Jahrgang und Fassart: fast unwichtig!

Man muss dabei nicht einmal so genau auf den Jahrgang achten. Zwar sind die Flaschen aus den Sixties meist eine Offenbarung (und dementsprechend schon recht teuer und gesucht), doch auch die 1979er, die zahlreichen 1981er, 1987er sowie die Destillate aus den frühen Neunzigern sind bemerkenswerte Highlights abseits der ausgetretenen Pfade. Selbst die für Macnab abgefüllte Standard-Zehner – inzwischen eher ein Sammlerstück – schmeckt erstaunlich gut für ihr Alter.

Ebenso spielt die Fassart eine eher untergeordnete Rolle bei der Wahl eines Lochside, denn der eigenständige Brennereicharakter setzt sich – von wenigen Ausnahmen abgesehen – recht erfolgreich durch. Dies haben beispielsweise zwei Schwester-Abfüllungen von Cadenhead (eine aus dem Sherry-, eine aus dem Portfass) aus dem Jahr 1981 (die mein geschätzter Maniac-Kollege Serge Valentin leider gar nicht nachvollziehbar bewertet) bewiesen, die alle unsere Standbesucher 2007 und 2008 folgendermaßen kommentierten: „Was für ein geiles Zeugs! Wo bekomm’ ich die her?“ Auch die derzeit auf dem Markt befindlichen 1981er Lochsides (Sherry- und Bourboncask-Variationen) können dies genussvoll belegen.

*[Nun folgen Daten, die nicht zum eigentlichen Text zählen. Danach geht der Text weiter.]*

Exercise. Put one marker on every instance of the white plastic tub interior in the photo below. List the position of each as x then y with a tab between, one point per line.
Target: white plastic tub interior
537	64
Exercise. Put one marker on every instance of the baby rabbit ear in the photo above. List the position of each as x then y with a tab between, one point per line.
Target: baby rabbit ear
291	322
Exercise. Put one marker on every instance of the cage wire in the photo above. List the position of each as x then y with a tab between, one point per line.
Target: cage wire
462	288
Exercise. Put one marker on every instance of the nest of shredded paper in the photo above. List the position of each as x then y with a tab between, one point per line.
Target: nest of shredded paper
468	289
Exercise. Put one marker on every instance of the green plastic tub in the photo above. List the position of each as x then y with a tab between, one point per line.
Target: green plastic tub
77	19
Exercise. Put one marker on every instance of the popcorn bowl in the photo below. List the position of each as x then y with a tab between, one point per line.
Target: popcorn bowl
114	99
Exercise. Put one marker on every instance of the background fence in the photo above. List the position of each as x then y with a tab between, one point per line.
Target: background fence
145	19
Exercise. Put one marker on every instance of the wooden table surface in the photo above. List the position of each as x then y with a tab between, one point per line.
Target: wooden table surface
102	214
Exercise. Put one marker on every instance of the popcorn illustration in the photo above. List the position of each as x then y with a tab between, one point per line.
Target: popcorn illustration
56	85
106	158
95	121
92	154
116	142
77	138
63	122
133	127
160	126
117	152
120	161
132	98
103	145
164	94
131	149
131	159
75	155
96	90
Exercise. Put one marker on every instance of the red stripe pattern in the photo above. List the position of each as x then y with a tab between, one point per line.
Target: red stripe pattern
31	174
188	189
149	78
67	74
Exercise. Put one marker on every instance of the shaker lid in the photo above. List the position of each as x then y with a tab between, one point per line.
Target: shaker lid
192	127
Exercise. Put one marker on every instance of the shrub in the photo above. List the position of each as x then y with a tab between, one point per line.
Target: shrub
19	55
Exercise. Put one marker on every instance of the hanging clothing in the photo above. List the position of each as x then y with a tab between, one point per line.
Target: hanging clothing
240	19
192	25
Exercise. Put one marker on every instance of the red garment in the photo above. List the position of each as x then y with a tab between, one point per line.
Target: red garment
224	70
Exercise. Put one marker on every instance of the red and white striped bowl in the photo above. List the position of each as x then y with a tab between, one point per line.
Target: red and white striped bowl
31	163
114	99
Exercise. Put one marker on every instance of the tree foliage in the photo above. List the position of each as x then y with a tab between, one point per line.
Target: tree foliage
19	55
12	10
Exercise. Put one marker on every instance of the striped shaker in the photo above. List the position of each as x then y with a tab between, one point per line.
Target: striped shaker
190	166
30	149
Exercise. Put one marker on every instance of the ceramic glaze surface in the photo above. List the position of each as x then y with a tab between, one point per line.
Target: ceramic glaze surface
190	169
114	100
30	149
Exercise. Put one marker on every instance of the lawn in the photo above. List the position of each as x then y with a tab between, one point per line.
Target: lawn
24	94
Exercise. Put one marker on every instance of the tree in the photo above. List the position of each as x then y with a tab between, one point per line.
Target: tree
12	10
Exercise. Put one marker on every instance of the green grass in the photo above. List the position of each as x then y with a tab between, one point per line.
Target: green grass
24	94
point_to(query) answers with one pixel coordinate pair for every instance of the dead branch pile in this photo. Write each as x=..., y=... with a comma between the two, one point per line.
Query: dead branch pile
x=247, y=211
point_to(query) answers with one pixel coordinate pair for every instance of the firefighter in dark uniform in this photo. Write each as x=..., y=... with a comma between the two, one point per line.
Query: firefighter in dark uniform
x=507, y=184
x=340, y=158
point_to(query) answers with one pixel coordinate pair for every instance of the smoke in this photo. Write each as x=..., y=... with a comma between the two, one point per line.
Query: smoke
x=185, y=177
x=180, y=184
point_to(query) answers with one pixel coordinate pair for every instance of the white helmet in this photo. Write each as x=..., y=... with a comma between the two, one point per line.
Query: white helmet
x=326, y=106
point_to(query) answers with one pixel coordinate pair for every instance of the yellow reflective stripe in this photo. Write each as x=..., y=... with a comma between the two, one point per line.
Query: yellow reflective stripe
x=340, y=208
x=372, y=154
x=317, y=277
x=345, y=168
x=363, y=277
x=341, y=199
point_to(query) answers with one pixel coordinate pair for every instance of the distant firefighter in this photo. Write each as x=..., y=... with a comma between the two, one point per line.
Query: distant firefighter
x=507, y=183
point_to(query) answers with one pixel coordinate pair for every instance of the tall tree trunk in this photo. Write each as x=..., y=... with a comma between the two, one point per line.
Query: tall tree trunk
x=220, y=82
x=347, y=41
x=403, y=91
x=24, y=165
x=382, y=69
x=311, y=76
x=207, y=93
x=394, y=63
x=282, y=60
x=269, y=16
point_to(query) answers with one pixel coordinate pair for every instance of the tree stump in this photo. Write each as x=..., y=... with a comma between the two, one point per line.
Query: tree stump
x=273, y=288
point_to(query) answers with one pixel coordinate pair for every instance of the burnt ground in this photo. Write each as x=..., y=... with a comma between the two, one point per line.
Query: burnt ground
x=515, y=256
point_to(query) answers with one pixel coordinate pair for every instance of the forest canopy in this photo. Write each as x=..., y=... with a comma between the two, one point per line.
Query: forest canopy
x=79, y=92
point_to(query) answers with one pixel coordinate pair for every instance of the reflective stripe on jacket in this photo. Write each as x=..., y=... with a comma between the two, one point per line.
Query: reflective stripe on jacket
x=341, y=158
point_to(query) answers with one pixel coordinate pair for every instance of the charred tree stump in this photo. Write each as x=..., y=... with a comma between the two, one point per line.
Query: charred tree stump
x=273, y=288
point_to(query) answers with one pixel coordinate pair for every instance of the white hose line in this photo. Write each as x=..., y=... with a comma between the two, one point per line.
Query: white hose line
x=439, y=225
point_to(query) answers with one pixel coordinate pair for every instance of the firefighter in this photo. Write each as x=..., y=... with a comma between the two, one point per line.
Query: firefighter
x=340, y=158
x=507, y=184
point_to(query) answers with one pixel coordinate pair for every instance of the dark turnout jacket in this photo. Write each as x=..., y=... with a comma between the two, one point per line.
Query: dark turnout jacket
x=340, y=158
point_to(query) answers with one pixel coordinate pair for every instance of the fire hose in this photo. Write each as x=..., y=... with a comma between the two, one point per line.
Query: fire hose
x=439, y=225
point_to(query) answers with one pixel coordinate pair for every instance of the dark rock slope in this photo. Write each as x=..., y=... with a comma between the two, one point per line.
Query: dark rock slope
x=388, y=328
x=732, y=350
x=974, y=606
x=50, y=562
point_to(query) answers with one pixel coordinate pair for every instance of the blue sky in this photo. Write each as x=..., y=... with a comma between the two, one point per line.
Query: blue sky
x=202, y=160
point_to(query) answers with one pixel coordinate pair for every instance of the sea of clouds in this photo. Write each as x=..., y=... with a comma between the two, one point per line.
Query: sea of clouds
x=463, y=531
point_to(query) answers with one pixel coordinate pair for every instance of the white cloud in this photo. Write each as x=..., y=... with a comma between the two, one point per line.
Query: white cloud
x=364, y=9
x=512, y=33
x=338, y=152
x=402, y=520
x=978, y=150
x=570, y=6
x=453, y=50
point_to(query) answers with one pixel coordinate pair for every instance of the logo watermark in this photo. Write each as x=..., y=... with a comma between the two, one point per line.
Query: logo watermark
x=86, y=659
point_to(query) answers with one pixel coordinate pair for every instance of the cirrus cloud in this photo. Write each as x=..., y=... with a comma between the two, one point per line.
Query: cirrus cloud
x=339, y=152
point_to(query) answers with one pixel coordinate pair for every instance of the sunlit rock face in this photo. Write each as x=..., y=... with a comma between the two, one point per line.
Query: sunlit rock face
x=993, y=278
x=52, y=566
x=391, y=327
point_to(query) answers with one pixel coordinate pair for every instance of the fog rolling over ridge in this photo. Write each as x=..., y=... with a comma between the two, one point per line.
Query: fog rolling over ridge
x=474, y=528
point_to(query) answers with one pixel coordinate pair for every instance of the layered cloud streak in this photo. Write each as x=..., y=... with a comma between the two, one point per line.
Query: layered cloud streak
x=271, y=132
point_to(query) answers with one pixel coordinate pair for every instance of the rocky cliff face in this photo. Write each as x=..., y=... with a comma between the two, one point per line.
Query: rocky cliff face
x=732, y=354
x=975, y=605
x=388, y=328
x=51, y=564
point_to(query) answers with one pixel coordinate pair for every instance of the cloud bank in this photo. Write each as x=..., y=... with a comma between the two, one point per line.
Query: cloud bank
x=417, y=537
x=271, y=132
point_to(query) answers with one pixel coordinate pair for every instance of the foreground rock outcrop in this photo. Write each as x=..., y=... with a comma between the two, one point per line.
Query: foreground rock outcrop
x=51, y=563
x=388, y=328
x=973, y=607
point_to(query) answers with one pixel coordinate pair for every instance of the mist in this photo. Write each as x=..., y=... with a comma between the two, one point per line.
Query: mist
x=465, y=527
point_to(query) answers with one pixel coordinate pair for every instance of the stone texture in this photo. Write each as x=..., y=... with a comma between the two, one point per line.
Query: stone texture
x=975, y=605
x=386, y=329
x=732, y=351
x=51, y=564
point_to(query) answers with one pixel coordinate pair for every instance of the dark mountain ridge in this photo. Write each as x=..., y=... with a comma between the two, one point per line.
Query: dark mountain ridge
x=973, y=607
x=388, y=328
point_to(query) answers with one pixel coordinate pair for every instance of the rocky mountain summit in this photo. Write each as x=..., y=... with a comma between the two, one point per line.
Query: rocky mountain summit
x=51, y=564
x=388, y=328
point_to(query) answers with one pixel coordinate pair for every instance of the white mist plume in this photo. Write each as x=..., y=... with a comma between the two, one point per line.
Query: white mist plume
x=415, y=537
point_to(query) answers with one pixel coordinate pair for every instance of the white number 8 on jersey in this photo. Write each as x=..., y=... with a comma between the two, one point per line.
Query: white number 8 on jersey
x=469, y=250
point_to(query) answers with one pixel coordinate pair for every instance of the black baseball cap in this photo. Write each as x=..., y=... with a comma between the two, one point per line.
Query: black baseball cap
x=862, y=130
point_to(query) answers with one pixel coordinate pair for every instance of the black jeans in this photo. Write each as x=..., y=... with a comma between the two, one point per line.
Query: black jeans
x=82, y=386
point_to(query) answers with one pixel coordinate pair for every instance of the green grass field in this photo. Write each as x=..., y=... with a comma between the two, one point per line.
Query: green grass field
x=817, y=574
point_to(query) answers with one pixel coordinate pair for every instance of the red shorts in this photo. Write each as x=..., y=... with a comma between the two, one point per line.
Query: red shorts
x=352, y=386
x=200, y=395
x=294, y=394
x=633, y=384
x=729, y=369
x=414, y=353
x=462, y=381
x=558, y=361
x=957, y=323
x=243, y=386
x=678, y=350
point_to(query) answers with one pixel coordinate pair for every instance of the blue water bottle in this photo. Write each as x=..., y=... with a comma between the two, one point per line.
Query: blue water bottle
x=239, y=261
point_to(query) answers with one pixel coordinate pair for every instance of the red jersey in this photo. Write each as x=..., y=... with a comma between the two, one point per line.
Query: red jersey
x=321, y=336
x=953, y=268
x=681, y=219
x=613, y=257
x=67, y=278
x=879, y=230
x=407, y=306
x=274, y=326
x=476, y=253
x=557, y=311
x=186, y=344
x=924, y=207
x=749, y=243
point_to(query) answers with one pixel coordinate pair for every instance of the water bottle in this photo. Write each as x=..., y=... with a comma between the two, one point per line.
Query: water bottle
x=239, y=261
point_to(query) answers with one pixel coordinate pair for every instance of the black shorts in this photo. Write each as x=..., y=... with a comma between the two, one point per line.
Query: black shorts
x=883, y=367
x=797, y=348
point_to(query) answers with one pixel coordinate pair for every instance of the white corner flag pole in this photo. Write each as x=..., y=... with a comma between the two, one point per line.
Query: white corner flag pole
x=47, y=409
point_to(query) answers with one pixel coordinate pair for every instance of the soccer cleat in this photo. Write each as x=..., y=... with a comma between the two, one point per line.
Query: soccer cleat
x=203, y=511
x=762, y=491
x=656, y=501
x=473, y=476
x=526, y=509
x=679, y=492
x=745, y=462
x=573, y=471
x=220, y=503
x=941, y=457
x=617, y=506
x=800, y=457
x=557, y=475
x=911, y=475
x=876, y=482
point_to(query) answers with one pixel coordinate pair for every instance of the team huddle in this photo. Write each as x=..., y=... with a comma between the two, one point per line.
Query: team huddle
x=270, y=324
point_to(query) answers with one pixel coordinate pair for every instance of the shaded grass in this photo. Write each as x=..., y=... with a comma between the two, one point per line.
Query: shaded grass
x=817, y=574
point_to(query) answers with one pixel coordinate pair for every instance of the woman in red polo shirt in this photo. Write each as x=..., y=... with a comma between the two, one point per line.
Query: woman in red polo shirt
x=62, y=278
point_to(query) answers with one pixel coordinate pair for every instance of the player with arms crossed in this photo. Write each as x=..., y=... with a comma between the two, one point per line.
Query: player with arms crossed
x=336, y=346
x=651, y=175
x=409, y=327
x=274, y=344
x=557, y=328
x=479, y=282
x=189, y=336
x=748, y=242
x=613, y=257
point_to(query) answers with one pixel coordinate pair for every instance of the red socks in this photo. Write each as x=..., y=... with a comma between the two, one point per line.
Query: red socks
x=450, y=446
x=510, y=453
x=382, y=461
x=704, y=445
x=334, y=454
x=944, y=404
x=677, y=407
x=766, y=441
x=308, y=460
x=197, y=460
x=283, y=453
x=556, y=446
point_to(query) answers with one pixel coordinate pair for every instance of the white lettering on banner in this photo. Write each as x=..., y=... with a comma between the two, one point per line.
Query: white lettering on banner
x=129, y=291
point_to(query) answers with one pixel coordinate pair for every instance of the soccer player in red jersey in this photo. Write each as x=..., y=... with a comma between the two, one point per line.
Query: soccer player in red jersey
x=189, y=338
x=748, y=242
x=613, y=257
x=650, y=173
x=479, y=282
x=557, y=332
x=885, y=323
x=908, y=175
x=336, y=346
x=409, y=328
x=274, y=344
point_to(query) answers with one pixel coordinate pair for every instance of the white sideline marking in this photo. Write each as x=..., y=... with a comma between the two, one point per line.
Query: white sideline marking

Lochside – solange’s ihn noch gibt!

Wenn Sie den Geschmack eines außerordentlichen Single Malts erfahren wollen, dann empfehle ich Ihnen gerade jetzt, solange diese raren flüssigen Schönheiten noch auffindbar sind, einen Lochside. Lange wird es diese Drams nicht mehr geben. Achten Sie jedoch auf die Bezeichnung Single Malt auf dem Etikett, denn es gibt auch Grain-Whiskys dieser ehemaligen Brauerei. Sie werden damit Freude haben. Und vielleicht verlieben Sie sich wie ich in diese magischen Ostküsten-Stoffe.